This method can help answer key questions in the complex aorta anomaly field about the camera DICOM. The main advantage of this technique is that 3D printed model can reduce the risk of unpredictable tissue injury during the complex aortic surgery. For the segmentation of a region of interest import all of the computed tomography and geography images into the software in a DICOM format and double-click to open the patient case within the case library.
Select the DICOM series and click model recon to open the model reconstruction page. Have an engineer and a team of cardiac surgeons review the DICOM formatted raw data to identify key anatomic features and regions of interest. To segment the region, click threshold segmentation, and adjust the threshold range for the vascular mask.
Click confirm to generate the vascular mask within the object list and click recon to reconstruct the 3D vascular mask within the 3D viewer. Click threshold segmentation again and adjust the threshold range for the trachea mask. Click marquee segmentation to limit the region of interest to the mediastinum and the lung and click mask edit to erase the connection between the trachea and the lung.
Click region grow and click any point of the mask in any one of the 2D viewers to select a seed. Confirm that the region grows as a result and that the trachea mask will show in the object list. Then click recon to reconstruct the 3D trachea in the 3D viewer and save the region of interest as a mask.
For 3D reconstruction of the region of interest click export to export the 3D model as a standard triangle language file and position the model on the center of the building platform. Align the tangent of the vessel center line at its extremity so that it is parallel to the Z axis of the platform. Supports will be automatically generated to the overhangs.
Click slice and save and set the appropriate 3D printing parameters on a stereolithographic printer. After printing, scan the contours sliced by the software with 405 nanometer ultraviolet light to harden the photosensitive resin at a three meters per second scan rate. Then, before the surgery, have the surgeons use the 3D printed model to make detailed and accurate surgical plans for the patient from which the 3D model was generated.

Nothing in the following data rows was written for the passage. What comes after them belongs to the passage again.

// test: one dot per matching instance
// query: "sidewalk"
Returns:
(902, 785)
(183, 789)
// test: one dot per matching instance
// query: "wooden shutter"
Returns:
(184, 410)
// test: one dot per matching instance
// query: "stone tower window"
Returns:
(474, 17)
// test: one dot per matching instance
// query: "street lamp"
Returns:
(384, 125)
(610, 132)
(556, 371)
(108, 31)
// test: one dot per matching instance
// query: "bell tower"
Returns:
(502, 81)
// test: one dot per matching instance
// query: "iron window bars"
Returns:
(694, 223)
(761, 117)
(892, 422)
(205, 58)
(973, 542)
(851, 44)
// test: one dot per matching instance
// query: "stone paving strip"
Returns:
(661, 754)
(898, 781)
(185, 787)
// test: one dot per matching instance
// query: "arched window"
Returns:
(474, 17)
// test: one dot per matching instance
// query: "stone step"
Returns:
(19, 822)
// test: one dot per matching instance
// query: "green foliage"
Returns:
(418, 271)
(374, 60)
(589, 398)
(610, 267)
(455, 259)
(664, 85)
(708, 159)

Using images from the coronal plane, the transverse plane, and the sagittal plane, the computed tomography and geography image can be reconstructed into a 3D model as demonstrated. In these images, the anatomic relationship between the aorta and the trachea along the Y axis can be observed. After its development, this technology paved the way for researchers in the field of 3D printing to explore vascular anomaly in aortic surgery.